Continent urinary tract reconstruction is associated with a high incidence of early and late complications. For storage and emptying, the CCD Lundiana pouch is superior to the OBS of Goldwasser.

摘要

未标注

瑞典隆德的泌尿外科与重建泌尿外科的创新有着长期的联系。该科室的作者描述了他们在原位膀胱替代和可控性皮肤造口尿流改道方面的长期经验。他们得出结论,可控性尿路重建与早期和晚期并发症的高发生率相关。他们还发现,在储存和排空方面,他们的伦迪亚纳袋优于戈德瓦塞尔新膀胱。

目的

评估接受尿路可控性重建(即原位膀胱替代术[OBS]或可控性皮肤造口尿流改道术[CCD])患者的早期和晚期并发症及功能结果。

患者和方法

回顾了1987年至1999年期间因恶性或良性疾病接受OBS(戈德瓦塞尔技术)或CCD(“伦迪亚纳”技术)并随访至2001年12月的所有患者的病历。

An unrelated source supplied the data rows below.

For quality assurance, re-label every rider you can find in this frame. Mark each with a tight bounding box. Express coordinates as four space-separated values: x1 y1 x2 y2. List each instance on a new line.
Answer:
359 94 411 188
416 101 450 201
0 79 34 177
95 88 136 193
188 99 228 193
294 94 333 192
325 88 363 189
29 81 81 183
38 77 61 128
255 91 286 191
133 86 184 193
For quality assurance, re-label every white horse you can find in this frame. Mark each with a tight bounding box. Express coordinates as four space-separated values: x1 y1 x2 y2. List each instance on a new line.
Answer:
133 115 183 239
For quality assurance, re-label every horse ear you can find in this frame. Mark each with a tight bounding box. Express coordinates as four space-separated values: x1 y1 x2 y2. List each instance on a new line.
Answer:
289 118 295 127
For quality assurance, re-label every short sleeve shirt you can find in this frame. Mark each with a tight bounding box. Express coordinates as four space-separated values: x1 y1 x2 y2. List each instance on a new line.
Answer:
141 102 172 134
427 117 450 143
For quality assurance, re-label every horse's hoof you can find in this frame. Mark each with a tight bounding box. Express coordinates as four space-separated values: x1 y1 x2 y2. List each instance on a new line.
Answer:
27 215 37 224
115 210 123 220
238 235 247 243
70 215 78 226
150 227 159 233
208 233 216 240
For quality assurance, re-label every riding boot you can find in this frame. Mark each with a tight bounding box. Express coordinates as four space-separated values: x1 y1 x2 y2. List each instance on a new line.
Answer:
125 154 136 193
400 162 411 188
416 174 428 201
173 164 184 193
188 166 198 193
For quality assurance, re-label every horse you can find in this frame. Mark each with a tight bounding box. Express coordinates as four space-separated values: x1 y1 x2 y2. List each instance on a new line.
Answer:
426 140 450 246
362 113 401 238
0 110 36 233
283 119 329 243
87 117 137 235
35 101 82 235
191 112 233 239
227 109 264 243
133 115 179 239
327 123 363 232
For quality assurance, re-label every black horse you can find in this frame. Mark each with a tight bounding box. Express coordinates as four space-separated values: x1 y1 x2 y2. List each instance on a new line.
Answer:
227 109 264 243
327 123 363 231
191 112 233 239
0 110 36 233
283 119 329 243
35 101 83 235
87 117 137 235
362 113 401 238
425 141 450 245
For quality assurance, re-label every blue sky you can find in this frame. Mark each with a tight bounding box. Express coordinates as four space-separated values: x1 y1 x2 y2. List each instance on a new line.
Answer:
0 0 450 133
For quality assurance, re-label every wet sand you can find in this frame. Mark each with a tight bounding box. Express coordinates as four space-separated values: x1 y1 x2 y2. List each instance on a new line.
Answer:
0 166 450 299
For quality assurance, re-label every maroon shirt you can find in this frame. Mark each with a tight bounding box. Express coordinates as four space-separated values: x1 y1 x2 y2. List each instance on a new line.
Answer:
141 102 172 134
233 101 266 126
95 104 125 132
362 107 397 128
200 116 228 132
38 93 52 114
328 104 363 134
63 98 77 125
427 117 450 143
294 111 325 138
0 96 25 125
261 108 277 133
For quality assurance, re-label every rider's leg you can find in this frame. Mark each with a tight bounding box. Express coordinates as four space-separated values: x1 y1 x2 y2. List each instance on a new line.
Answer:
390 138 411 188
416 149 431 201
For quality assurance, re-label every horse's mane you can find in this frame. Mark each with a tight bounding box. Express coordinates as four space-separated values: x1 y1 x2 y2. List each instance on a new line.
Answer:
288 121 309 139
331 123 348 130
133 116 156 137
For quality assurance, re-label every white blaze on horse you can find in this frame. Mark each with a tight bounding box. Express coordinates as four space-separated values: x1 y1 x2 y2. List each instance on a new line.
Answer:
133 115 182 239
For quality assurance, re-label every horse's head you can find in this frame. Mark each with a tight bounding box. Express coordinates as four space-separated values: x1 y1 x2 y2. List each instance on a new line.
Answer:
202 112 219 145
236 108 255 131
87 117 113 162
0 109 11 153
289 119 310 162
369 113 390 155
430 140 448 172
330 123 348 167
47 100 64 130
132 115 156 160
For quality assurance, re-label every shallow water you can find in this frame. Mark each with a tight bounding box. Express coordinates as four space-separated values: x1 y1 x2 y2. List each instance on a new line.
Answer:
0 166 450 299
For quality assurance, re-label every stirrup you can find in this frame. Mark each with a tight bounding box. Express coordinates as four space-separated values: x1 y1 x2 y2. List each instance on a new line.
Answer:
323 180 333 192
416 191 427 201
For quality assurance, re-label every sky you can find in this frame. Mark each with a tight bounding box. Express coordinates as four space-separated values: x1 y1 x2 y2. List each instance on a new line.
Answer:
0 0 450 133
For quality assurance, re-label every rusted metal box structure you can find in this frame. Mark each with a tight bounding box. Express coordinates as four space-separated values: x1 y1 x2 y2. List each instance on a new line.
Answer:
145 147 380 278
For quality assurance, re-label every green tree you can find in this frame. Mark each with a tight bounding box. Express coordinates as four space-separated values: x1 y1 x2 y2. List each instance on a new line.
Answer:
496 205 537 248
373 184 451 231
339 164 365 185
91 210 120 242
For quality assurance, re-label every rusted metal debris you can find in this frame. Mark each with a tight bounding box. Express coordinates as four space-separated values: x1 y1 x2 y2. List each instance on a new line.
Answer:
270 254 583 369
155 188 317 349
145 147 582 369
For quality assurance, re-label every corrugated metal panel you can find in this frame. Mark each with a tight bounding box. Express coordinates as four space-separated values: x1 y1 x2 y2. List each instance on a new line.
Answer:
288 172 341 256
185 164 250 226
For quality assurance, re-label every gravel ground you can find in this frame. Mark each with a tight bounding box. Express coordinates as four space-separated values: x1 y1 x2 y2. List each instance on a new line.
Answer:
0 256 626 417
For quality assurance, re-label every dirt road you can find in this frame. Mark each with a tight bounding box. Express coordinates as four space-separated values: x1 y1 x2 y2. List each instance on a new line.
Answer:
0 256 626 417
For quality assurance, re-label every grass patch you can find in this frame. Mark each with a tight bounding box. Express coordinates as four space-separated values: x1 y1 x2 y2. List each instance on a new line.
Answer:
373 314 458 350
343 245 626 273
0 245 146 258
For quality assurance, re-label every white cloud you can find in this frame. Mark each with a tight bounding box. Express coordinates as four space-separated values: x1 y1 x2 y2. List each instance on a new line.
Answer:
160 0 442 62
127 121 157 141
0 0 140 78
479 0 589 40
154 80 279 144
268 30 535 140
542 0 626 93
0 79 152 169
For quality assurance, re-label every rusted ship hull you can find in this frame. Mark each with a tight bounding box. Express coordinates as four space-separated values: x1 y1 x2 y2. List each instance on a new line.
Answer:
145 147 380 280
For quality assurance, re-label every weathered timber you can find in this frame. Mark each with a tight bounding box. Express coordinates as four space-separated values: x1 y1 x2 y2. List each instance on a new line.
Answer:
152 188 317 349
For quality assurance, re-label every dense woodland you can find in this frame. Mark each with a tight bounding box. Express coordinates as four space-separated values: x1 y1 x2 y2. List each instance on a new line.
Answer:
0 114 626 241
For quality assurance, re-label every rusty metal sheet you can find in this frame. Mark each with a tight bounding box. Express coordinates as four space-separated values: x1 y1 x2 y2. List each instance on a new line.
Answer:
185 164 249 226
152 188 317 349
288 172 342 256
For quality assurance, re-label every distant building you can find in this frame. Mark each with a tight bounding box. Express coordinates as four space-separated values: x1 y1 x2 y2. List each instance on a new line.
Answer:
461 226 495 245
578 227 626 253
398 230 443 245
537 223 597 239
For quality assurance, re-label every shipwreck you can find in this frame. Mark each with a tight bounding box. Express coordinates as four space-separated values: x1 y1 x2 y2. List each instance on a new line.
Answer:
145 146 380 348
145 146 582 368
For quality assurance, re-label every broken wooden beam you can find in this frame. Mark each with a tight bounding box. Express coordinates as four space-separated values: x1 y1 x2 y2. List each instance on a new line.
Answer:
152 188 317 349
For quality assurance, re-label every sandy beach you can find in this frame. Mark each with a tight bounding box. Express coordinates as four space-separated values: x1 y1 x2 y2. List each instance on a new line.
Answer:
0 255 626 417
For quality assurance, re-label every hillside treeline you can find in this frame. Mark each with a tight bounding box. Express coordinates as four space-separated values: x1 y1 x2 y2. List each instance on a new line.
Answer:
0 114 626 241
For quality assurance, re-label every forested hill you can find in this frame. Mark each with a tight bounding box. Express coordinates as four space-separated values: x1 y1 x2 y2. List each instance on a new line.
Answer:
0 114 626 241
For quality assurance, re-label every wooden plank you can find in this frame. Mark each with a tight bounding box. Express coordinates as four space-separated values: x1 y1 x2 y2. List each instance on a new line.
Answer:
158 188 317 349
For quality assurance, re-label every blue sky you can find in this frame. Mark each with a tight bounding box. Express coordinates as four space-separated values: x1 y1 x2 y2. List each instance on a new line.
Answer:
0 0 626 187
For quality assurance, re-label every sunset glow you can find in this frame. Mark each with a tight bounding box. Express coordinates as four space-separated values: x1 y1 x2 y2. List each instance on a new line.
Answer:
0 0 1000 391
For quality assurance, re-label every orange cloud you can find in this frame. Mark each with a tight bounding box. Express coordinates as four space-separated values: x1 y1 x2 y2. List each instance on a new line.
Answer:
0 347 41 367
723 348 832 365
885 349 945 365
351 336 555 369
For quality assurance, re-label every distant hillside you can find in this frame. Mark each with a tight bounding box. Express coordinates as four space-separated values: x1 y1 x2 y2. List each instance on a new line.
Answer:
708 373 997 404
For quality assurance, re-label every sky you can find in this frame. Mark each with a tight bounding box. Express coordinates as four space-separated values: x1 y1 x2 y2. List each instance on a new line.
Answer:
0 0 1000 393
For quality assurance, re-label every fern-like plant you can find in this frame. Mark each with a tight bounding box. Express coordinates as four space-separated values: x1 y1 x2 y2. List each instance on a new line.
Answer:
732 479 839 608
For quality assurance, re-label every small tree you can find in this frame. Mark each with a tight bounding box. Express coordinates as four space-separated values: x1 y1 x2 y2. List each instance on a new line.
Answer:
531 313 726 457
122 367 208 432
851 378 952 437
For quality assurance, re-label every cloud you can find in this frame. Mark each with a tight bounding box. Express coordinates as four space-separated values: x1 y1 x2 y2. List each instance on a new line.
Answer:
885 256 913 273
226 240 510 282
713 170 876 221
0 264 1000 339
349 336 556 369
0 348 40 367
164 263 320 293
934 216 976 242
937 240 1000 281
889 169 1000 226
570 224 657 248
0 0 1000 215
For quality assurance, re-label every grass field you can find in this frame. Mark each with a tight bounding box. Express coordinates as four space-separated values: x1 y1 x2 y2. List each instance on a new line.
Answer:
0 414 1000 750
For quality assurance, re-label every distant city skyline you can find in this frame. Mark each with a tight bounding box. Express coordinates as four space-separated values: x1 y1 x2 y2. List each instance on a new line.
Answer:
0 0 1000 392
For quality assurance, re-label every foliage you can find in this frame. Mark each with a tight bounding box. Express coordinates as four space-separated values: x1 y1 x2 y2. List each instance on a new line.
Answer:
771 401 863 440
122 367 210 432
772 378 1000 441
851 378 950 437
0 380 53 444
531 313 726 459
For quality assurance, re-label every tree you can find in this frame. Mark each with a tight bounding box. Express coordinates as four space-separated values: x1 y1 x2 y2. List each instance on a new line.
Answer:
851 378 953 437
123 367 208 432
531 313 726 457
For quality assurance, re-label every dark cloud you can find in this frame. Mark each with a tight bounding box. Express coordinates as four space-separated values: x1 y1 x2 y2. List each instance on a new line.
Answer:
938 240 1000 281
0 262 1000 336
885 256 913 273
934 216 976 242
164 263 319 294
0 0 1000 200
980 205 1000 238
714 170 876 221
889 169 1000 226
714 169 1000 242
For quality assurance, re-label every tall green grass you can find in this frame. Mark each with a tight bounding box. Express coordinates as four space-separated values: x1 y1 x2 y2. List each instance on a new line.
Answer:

有67例患者接受了新膀胱手术,77例接受了伦迪亚纳袋手术的患者接受了根治性膀胱切除术,22例接受伦迪亚纳袋手术的患者患有良性疾病。

结果

根治性膀胱切除术组中12%的患者发生了需要再次手术的早期并发症,重建类型之间无差异,良性疾病患者中这一比例为10%。4例(3%)接受根治性膀胱切除术的患者死于早期心血管并发症,2例死于腹部并发症手术后。分别有9例和6例患者发生了需要再次手术的肠道相关并发症和伤口裂开。接受OBS和CCD根治性膀胱切除术后需要开放手术的晚期并发症发生率分别为22%和23%。接受CCD的良性疾病患者中这一比例也为23%。袋内结石形成很常见,OBS患者中发生率为12%,CCD术后为10%。4例患者的袋发生穿孔或破裂。使用勒迪克技术的输尿管肠吻合口狭窄发生率为2.4%,肾功能得到良好保留。伦迪亚纳袋出口因尿失禁进行翻修手术的发生率较低,除4例患者外所有患者均可控尿。OBS患者的功能结果较差;一些患者需要扩大袋或人工尿道括约肌。大多数患者使用尿失禁产品,许多患者需要清洁间歇性自我导尿。

结论

可控性尿路重建与早期和晚期并发症的高发生率相关。在储存和排空方面,CCD伦迪亚纳袋优于戈德瓦塞尔的OBS。